Ford contempló las ascuas, estupefacto de incredulidad y horror. El lugar ocupado por Hazelius no era más que un gran montón de brasas. Estrechó a Kate con fuerza, prestándole su apoyo. Ella miraba fijamente las ascuas, con regueros de llanto en su cara sucia, y sin mover un solo músculo. De hecho nadie se movía ni hablaba. Ahora les tocaba a ellos.

De repente el silencio era total. El predicador Eddy estaba a un lado, con la Biblia pegada al pecho, sujetada por dos manos huesudas. Tenía ojeras y la mirada perdida.

Quien tampoco apartaba la vista del fuego era Doke, el hombre de los tatuajes, pero su cara era radiante.

Eddy levantó la cabeza y miró a la multitud. Señaló el montón de brasas con una mano temblorosa.

—«Y pisotearéis a los impíos, porque serán ellos ceniza bajo la planta de vuestros pies».

Su arenga despertó a la gente, que empezó a moverse, incómoda.

—Amén —dijo una voz, débilmente imitada por otras.

—«Ceniza bajo la planta de vuestros pies» —repitió Eddy.

Surgieron algunos «amén» más, entrecortados.

—Y ahora —dijo Eddy—, amigos míos, ha llegado el momento de los discípulos del Anticristo. Somos cristianos. Perdonamos. Hay que darles la oportunidad de aceptar a Jesús. Hasta el más grande de los pecadores tiene derecho a una última oportunidad. ¡De rodillas!

Un seguidor golpeó en la nuca a Ford, que se arrodilló involuntariamente. Kate hizo lo mismo, arrimándose a él.

—¡Rezad a nuestro Señor Jesucristo por la salvación de sus almas!

Doke hincó una rodilla en el suelo, seguido por Eddy. En poco tiempo toda la multitud estaba arrodillada en la arena del desierto, bajo el rojizo resplandor del fuego agonizante, entre un murmullo creciente de oraciones.

Otra explosión retumbó por la mesa, haciendo temblar el suelo.

—Discípulos del Anticristo —dijo Eddy—, ¿confesáis vuestra apostasía y aceptáis a Jesús como vuestro salvador? ¿Aceptáis a Jesús de todo corazón, sin reservas? ¿Os unís a nosotros, pasando a formar parte del gran ejército de Dios?

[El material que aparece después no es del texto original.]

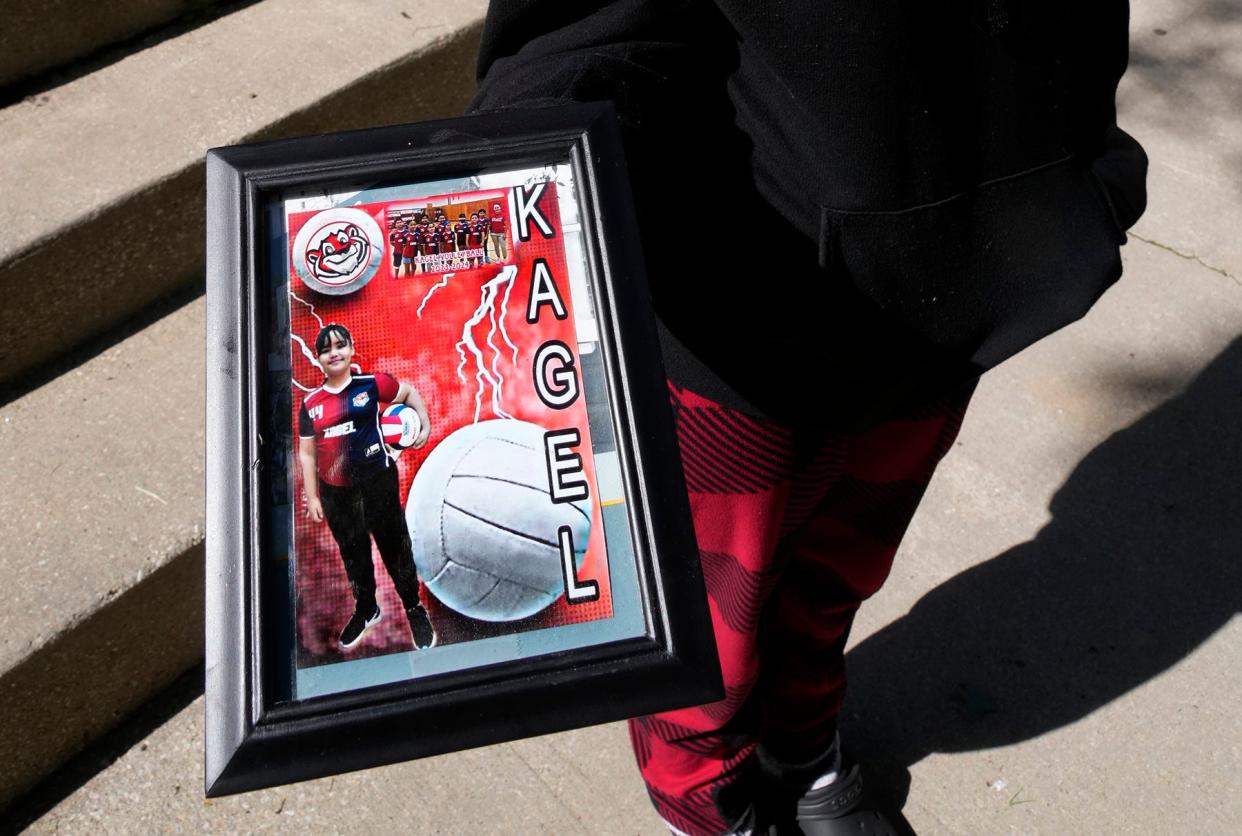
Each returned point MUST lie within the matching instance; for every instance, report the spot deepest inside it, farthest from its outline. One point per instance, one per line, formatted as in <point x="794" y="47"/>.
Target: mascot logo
<point x="338" y="251"/>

Silencio absoluto. Ford apretó la mano de Kate. Le habría gustado que dijera algo, que respondiera afirmativamente, pero ¿cómo esperar que lo hiciera, si ni él mismo era capaz?

—¿No habrá uno solo de vosotros que repudie su herejía y acepte a Jesús? ¿Ni uno solo que quiera ser salvado del fuego de este mundo y de los fuegos eternos del siguiente?

En un acceso de ira, Ford levantó la cabeza.

—Yo soy cristiano, católico. No tengo ninguna herejía que repudiar.

Eddy respiró hondo y habló con voz trémula, levantando dramáticamente la mano hacia la multitud atenta.

—Los católicos no son cristianos. El espíritu del catolicismo es la adoración idólatra de la Virgen María.

Un murmullo dubitativo de aquiescencia.

—Es el espíritu del demonismo, como demuestra la repetición inútil de los avemarías al rezar el rosario. Es la adoración idólatra de imágenes, infringiendo los mandamientos de Dios.

Ford trató de dominar la ira que se apoderaba de él. Se levantó.

—¿Cómo te atreves? —dijo en voz baja—. ¿Cómo te atreves?

Eddy levantó la pistola y le apuntó.

—A los católicos hace quinientos años que los curas os lavan el cerebro. Vosotros no leéis la Biblia. Hacéis lo que os dicen los curas. Vuestro Papa reza a imágenes y besa los pies a estatuas. La palabra de Dios dice con claridad que debemos postrarnos ante Jesús, y nadie más que Jesús; ni María ni los supuestos santos. Renuncia a tu blasfema religión o sufre la ira del Señor Dios.

—Los blasfemos de verdad sois vosotros —dijo Ford, mirando a la gente fijamente.

Eddy levantó la pistola, que temblaba, y apuntó al ojo derecho de Ford.

—¡Tu iglesia sale directamente de la boca del infierno! ¡Renuncia a ella!

—Jamás.

La pistola se quedó quieta en el momento en el que Eddy le apuntaba, a diez centímetros de su cara, tensando el dedo en el gatillo.